In the same vein, customer relationship management powerhouse Infusionsoft uses their Greenroom community to directly encourage advocates in their customer family.
Through gamification features, The Greenroom allows Infusionsoft superfans to compete among themselves in good-natured challenges by sharing blog posts, booking event tickets, and more.
Advocate/Promote Community Metrics
The metrics of an Advocate/Promote Community should not come as a shock. Successful communities in this area of the Customer Value Journey include…
- New customer testimonials
- An increased number of active promoters
- More WOM referrals to products/services
- Additional affiliate sales of products/services
Now, while your community isn’t a one-size-fits-all, it does have an impact on areas outside its Customer Value Journey stage…
The Halo Effect of Including Community in Your Marketing Strategy
“But, Suzi,” you might be thinking, “couldn’t I expect an Aware/Engage Community to produce excited customers? Won’t an Excite/Ascend Community produce advocates and promoters?”
The answer is: YES! 😀
That’s one of the great things about these online communities — even though the PRIMARY purpose of a community might be meeting people at the beginning of their journey with your brand…
…you will also get excited customers who experience your brand on a deeper level by being a part of your online community.
In the same vein, Excite/Ascend Communities will have a Halo Effect, producing loyal brand advocates and promoters.

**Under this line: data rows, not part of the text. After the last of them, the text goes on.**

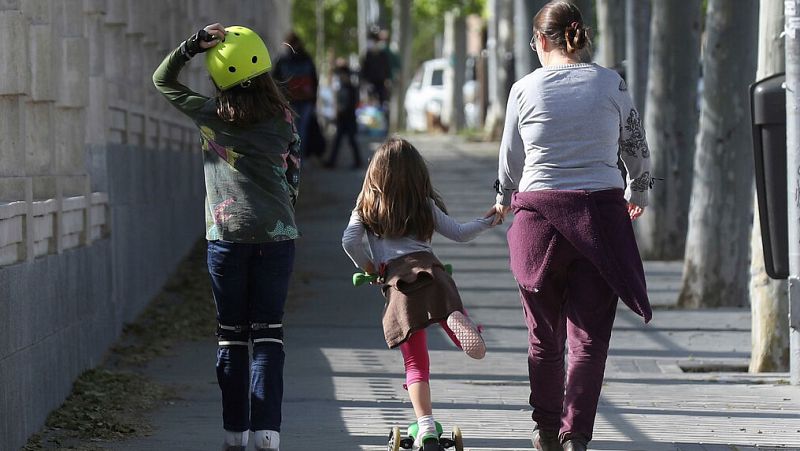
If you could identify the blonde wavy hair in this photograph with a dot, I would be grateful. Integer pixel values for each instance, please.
(395, 198)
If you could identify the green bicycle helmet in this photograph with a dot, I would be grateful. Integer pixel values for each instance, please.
(239, 58)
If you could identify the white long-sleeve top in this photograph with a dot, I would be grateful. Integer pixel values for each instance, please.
(382, 250)
(566, 127)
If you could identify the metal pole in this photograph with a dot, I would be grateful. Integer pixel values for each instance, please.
(362, 26)
(792, 30)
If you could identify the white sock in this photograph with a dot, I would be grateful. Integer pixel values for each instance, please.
(236, 438)
(426, 425)
(267, 439)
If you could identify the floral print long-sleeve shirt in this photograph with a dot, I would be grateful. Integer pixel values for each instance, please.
(251, 173)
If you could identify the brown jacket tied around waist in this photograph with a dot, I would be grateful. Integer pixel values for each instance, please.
(419, 292)
(596, 223)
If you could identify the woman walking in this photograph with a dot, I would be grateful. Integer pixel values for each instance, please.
(572, 248)
(252, 165)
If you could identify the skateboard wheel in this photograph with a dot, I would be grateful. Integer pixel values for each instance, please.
(394, 439)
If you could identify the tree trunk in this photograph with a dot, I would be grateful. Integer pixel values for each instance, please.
(611, 29)
(671, 125)
(637, 50)
(500, 80)
(768, 298)
(401, 45)
(455, 51)
(720, 215)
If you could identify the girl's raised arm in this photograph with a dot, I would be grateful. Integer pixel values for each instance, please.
(450, 228)
(353, 244)
(165, 78)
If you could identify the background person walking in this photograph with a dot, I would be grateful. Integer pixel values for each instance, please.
(346, 100)
(252, 165)
(572, 248)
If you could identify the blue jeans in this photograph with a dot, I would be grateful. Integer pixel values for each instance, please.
(250, 283)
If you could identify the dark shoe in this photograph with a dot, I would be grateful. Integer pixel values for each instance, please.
(574, 445)
(544, 440)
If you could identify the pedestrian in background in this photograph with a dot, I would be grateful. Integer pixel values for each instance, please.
(398, 210)
(295, 69)
(572, 248)
(376, 68)
(252, 165)
(346, 101)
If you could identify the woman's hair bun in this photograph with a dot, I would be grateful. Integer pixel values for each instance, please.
(575, 35)
(562, 24)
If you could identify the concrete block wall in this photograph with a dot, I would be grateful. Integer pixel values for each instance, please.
(101, 183)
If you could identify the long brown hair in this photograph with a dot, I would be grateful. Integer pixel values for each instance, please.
(561, 23)
(395, 199)
(252, 101)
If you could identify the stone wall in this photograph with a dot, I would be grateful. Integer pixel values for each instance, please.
(100, 180)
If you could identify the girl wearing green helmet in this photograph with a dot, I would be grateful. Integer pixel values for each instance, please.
(252, 166)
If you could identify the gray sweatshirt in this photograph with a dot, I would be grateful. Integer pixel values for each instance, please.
(565, 128)
(385, 249)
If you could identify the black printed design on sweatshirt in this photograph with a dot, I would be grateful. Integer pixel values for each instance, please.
(642, 183)
(634, 143)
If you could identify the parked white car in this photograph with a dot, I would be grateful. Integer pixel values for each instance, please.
(425, 97)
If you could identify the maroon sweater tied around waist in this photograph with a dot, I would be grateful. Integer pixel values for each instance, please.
(596, 223)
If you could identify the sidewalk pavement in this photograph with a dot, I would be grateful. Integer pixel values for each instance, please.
(344, 388)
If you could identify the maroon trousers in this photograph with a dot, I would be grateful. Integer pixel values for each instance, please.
(573, 304)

As long as you can identify the MAIN reason your community exists — tapping into customers or prospects at Aware/Engage, Excite/Ascend, or Advocate/Promote — you can enjoy the “halo” benefits a successful community will produce.
The Bottom Line
Strategically applying your community into the Customer Value Journey will intrinsically provide the business value you wish to serve.
But it also tackles that pesky misconception that online communities can be all things all the time.

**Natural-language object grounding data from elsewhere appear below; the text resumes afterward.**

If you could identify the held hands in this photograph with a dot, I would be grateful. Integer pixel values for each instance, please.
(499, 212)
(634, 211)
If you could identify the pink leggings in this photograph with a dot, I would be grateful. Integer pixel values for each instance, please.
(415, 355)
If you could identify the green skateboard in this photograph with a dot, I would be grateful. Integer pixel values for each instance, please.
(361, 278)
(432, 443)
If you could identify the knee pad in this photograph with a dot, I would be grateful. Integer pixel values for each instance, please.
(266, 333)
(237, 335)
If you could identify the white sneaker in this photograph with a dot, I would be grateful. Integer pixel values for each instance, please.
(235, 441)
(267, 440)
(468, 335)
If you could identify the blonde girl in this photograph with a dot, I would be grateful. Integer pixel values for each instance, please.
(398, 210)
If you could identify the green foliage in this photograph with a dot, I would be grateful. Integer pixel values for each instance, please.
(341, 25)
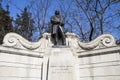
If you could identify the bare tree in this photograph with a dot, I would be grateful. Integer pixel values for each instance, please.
(39, 9)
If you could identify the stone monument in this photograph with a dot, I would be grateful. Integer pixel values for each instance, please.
(57, 33)
(24, 60)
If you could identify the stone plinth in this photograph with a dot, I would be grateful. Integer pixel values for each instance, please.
(24, 60)
(61, 65)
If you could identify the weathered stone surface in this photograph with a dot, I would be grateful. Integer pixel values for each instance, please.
(16, 41)
(24, 60)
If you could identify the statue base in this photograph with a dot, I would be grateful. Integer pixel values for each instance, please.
(60, 46)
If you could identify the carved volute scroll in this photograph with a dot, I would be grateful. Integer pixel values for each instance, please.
(72, 41)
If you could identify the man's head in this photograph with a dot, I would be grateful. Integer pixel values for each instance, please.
(57, 12)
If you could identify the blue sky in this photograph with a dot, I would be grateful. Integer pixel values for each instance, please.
(15, 6)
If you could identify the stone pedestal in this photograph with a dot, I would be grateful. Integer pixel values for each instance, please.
(61, 64)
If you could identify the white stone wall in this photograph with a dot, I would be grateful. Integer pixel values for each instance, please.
(24, 60)
(19, 66)
(100, 67)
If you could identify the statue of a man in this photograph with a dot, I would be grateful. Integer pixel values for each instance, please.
(57, 33)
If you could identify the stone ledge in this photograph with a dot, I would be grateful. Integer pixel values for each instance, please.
(96, 52)
(21, 52)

Trying to have your community be all things will hurt your community and keep it from what it could accomplish.
I’ll leave you with a final piece of advice — don’t measure your community’s success by another community’s metrics!
If you have an Aware/Engage Community meeting people at the beginning of their journey with your brand, don’t judge its success by how many advocates and promoters it produces.
If your Excite/Ascend Community doesn’t happily serve your prospects, don’t worry — that’s not it’s primary function.
By having your community focus on a specific Customer Value Journey category, you’ll avoid pulling your community in different, competing directions.